Reusable specification templates for defining dynamic semantics of DSLs

In the context of model-driven engineering, the dynamic (execution) semantics of domain-specific languages (DSLs) is usually not specified explicitly and stays (hard)coded in model transformations and code generation. This poses challenges such as learning, debugging, understanding, maintaining, and updating a DSL. Facing the lack of supporting tools for specifying the dynamic semantics of DSLs (or programming languages in general), we propose to specify the architecture and the detailed design of the software that implements the DSL, rather than requirements for the behavior expected from DSL programs. To compose such a specification, we use specification templates that capture software design solutions typical for the (application) domain of the DSL. As a result, on the one hand, our approach allows for an explicit and clear definition of the dynamic semantics of a DSL, supports separation of concerns and reuse of typical design solutions. On the other hand, we do not introduce (yet another) specification formalism, but we base our approach on an existing formalism and apply its extensive tool support for verification and validation to the dynamic semantics of a DSL.
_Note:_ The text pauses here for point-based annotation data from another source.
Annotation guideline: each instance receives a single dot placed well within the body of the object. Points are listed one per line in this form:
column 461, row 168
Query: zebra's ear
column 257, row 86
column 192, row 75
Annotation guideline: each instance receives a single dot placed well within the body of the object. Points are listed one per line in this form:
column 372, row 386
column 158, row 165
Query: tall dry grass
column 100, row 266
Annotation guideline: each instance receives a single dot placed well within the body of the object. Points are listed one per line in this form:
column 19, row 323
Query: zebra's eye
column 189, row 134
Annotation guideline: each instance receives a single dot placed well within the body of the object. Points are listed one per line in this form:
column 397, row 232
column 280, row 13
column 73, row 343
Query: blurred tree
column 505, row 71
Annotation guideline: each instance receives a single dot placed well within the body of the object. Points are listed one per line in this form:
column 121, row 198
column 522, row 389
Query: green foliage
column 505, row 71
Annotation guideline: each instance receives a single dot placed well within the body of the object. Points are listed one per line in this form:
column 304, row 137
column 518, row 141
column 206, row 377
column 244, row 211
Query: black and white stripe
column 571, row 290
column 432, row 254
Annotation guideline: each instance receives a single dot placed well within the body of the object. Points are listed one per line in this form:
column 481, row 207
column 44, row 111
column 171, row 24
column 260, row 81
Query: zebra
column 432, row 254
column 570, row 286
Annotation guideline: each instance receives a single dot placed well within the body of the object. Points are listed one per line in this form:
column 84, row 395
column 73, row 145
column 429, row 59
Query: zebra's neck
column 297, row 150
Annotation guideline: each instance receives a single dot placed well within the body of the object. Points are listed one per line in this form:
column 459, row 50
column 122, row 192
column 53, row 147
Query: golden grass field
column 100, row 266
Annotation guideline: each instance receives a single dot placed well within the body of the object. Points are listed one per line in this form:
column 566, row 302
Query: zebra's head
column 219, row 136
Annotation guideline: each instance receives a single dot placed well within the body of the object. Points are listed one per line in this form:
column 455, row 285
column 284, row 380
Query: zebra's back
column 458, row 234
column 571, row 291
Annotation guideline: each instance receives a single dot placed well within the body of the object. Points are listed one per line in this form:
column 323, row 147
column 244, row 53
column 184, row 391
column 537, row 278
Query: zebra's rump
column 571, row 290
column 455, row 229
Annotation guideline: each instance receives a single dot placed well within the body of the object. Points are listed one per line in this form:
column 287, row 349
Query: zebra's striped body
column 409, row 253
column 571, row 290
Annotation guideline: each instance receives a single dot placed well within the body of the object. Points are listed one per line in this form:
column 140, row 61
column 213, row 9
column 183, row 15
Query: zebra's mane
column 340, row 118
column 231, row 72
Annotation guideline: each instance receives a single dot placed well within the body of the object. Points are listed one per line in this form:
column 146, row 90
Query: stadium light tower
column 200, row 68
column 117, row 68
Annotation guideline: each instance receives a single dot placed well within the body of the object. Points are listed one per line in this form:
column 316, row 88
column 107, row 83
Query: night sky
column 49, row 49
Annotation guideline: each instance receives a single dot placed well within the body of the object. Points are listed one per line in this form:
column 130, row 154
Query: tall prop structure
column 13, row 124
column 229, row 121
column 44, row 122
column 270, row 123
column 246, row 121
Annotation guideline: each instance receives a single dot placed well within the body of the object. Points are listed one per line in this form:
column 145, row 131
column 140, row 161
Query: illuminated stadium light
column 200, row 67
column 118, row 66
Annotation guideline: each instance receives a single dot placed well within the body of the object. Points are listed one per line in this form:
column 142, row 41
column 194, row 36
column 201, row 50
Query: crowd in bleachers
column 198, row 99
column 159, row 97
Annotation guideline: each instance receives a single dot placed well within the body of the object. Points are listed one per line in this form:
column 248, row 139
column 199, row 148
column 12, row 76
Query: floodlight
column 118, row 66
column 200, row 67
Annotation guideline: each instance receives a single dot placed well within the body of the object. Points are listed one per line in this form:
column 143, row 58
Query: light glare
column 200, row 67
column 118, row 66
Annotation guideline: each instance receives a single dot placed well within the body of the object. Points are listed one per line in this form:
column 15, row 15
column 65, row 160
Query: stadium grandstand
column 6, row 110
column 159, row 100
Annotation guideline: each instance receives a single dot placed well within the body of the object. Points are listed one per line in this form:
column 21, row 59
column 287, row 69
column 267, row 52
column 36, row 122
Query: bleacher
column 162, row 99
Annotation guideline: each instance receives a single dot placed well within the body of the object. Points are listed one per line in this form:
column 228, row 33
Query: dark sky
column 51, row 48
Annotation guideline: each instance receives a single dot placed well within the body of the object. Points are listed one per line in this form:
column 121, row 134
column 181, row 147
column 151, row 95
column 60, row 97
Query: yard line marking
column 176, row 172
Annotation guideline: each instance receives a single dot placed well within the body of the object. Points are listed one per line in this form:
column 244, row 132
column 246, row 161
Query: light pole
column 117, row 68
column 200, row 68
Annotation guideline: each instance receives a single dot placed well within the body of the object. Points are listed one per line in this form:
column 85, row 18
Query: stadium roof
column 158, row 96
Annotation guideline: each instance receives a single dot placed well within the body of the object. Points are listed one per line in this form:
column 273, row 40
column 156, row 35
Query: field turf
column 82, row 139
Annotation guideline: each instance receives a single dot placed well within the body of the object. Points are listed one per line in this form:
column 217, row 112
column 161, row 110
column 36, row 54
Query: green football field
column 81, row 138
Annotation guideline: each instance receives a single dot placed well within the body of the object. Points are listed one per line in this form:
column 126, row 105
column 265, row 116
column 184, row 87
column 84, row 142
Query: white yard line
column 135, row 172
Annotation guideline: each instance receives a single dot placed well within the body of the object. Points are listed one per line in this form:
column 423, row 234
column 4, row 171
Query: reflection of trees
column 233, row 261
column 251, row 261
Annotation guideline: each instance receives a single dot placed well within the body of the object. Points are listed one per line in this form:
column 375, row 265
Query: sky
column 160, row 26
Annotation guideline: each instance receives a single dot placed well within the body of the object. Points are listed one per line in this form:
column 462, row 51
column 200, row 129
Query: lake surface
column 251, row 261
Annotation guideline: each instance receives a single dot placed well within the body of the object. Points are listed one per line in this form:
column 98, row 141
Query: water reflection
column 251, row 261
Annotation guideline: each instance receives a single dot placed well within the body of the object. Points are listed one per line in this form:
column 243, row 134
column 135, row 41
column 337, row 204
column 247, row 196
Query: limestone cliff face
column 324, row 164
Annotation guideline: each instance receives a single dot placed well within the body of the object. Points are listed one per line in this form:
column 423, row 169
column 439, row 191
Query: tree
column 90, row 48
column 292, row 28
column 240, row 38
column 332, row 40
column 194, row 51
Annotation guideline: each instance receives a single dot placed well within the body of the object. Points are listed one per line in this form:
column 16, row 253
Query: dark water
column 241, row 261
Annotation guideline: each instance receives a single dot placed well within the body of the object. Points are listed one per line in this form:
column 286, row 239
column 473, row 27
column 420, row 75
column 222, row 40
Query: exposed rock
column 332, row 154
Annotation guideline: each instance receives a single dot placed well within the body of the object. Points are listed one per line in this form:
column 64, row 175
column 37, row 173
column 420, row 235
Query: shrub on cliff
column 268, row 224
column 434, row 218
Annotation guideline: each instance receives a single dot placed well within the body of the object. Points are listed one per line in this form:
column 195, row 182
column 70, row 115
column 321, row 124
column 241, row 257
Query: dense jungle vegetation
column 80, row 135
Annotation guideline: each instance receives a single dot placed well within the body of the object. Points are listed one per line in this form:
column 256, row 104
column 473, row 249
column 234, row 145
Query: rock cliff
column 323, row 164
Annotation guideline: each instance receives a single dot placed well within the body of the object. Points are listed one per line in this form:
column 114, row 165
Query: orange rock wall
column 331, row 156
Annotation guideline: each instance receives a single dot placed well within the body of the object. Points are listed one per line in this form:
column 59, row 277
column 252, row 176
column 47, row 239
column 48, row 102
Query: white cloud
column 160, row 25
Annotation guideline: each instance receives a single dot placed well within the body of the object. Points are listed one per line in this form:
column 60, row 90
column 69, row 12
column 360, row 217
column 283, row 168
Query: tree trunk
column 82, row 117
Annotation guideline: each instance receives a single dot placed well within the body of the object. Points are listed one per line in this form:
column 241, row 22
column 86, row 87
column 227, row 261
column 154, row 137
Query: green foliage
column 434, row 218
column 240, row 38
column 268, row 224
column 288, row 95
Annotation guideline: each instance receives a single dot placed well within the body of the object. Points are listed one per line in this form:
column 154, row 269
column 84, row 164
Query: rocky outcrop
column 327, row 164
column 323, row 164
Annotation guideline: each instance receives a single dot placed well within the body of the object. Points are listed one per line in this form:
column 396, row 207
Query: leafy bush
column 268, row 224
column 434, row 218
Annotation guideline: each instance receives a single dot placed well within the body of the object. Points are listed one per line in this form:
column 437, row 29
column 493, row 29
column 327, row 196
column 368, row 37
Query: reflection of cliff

Industrial Experiences with a Formal DSL Semantics to Check the Correctness of DSL Artifacts

A domain specific language (DSL) abstracts from implementation details and is aligned with the way domain experts reason about a software component. The development of DSLs is usually centered around a grammar and transformations that generate implementation code or analysis models. The semantics of the language is often defined implicitly and in terms of a transformation to implementation code. In the presence of multiple transformations from the DSL, the correctness of the generated artifacts with respect to the semantics of the DSL is a relevant issue. We show that a formal semantics is essential for checking the correctness of the generated artifacts. We exploit the formal semantics in an industrial project and use formal techniques based on equivalence checking and model-based testing for validating the correctness of the generated artifacts. We report about our experience with this approach in an industrial development project.

Essay on Semantics Definition in MDE - An Instrumented Approach for Model Verification

In the context of MDE (Model-Driven Engineering), our objective is to define the semantics for a given DSL (Domain Specific Language) either to simulate its models or to check properties on them using model-checking techniques. In both cases, the purpose is to formalize the DSL semantics as it is known by the DSL designer but often in an informal way. After several experiments to define operational semantics on the one hand, and translational semantics on the other hand, we discuss both approaches and we specify in which cases these semantics seem to be judicious. As a second step, we introduce a pragmatic and instrumented approach to define a translational semantics and to validate it against a reference operational semantics expressed by the DSL designer. We apply this approach to the XSPEM process description language in order to verify process models.